We had a lovely dinner in honor of St. Michael the Archangel (along with Sts. Gabriel and Rafael)--such as would earn the distinction of being called, as my big sister would say, "A Real Meal!"
I forgot to make the Deviled Eggs (we hardly needed them!), mostly because Sunny-boy was pretty out of sorts all afternoon, and Junie B. is actually quite sick as it turns out. (She chose to eat a little oatmeal on the couch, rather than join us for dinner. In addition to her sore throat, she's sporting a fever in the low hundreds.) :(
The scallops, engineered by Step 1, were much easier to prepare than I expected--now that I know how easy they are to cook, we'll definitely be having them again! I went with BH&G's Alfredo sauce recipe, which was good, but I would have liked it better with a pinch of Kosher salt and some garlic.

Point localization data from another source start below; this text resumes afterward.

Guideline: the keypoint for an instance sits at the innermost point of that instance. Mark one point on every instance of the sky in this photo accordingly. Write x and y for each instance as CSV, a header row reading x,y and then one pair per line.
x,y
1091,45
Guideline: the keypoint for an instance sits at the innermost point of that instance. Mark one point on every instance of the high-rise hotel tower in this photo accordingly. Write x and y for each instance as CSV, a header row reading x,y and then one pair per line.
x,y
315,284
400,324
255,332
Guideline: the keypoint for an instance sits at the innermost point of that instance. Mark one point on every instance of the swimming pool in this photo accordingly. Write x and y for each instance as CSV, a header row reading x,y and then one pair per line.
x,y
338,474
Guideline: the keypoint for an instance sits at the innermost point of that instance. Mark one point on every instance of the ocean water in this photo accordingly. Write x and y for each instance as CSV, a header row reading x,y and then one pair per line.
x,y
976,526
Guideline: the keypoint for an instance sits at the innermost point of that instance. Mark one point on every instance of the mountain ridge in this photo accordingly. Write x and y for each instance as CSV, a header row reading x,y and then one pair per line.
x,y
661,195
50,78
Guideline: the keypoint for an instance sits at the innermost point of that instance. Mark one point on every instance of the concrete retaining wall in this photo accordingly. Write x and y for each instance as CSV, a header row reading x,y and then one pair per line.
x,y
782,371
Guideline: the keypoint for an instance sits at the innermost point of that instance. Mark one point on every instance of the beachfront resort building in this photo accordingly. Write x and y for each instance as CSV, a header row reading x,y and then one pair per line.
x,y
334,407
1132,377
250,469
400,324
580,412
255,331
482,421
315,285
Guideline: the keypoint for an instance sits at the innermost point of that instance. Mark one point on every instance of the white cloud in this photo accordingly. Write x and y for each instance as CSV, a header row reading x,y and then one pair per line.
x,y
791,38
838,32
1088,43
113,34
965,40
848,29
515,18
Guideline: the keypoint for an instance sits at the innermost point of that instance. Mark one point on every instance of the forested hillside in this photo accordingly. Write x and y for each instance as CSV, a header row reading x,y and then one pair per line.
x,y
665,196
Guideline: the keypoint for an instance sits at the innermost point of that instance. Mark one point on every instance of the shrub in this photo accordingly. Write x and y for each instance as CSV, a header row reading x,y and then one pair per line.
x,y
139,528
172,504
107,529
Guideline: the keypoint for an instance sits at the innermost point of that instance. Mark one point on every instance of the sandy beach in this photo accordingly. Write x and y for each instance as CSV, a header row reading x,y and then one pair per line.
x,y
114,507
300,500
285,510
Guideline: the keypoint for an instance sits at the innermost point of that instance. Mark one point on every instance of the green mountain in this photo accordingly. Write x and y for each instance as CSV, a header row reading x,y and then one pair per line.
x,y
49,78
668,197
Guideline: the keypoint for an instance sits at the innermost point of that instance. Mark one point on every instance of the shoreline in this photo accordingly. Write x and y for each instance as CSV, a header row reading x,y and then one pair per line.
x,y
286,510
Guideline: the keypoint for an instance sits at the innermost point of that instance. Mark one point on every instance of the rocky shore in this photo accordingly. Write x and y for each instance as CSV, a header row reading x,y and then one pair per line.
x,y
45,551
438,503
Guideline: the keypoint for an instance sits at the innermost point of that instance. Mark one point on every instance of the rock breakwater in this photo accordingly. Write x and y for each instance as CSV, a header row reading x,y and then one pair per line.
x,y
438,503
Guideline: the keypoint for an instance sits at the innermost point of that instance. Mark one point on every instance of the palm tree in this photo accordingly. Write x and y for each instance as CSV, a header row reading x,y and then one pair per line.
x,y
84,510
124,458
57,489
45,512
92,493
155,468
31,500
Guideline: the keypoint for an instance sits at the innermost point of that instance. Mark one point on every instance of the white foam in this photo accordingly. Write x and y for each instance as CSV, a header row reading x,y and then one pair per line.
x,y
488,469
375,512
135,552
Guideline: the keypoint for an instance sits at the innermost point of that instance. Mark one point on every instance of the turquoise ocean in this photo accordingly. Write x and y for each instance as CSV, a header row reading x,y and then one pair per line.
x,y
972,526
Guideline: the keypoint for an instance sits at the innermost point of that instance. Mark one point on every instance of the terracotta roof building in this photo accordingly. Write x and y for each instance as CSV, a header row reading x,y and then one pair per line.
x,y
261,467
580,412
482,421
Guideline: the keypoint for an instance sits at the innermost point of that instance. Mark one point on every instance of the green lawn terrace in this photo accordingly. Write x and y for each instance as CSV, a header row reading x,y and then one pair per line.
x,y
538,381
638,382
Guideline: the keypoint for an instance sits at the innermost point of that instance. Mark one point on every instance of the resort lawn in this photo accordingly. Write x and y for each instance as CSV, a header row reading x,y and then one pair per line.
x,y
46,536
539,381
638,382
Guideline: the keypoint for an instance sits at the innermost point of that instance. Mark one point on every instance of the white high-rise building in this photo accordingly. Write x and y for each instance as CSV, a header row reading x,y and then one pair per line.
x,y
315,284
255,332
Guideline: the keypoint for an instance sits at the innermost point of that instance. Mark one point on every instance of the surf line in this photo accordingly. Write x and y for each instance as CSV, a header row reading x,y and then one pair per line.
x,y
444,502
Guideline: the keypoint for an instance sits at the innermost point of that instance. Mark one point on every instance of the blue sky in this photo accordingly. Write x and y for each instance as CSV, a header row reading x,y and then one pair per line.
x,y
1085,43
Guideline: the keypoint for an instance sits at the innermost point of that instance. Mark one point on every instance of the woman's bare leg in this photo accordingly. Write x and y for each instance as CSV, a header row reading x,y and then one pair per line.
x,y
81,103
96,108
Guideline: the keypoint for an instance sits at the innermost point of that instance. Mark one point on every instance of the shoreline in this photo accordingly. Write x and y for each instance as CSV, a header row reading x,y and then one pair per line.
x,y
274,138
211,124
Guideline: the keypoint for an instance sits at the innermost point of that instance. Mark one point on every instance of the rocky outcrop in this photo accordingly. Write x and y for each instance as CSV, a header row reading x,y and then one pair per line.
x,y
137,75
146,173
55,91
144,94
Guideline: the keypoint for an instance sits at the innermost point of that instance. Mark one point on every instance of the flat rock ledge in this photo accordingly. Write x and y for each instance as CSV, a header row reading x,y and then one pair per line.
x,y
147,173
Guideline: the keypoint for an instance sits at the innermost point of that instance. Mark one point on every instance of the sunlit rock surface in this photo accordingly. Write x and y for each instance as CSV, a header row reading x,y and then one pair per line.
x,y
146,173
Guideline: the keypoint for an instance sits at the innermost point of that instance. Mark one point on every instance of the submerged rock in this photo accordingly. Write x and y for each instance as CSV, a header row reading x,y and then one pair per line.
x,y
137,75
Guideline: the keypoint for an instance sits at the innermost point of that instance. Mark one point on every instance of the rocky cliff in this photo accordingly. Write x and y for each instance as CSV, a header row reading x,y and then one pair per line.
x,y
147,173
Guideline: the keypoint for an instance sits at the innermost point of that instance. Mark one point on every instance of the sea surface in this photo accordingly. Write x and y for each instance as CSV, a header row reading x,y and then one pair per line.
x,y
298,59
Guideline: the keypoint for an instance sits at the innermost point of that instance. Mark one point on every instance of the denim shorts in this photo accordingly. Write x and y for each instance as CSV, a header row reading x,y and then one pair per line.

The bannock, however, was the real challenge. The recipe calls for a mixture of white, oat, barley and rye flours; and I only had white on hand (in fact, I don't think I've ever had any of those other flours on hand!). I did have some packages of instant oatmeal, though, and decided to give it a try as a substitute for at least the oat flour! I cut the recipe to 1/3, used honey as the choice for sweetener, and replaced the 1 1/3 c. oat flour with 4 bags of instant oatmeal (which, as it happens, is also 1 1/3 cups' worth). I needed to add at least 1/3 c. extra flour, too. I turned the dough out directly from the bowl into the frying pan, which I had generously buttered. Then I followed the rest of the recipe directions as written. (When it came to flipping the bannock, I had the genius idea of using a flat cookie sheet! It was a little awkward at first. As I stood there with the bannock lifted above the pan on the cookie sheet with one hand, and balanced on a pancake turner with the other, I asked our resident chef, "Any suggestions?" She helpfully offered, "Good luck.")
When the bannock was done, I placed it on a plate. Step 1 and I looked at it dubiously. "The recipe says everyone has to take a piece," she informed me, as we both wondered if...anyone...would. But after I cut it into 16 wedges, and placed them on a plate surrounding a dish of honey butter that Step 1 whipped up, it actually looked much more inviting. And it really was tasty! Not one piece remained after dinner.
Happy (belated) Feast of the Archangels!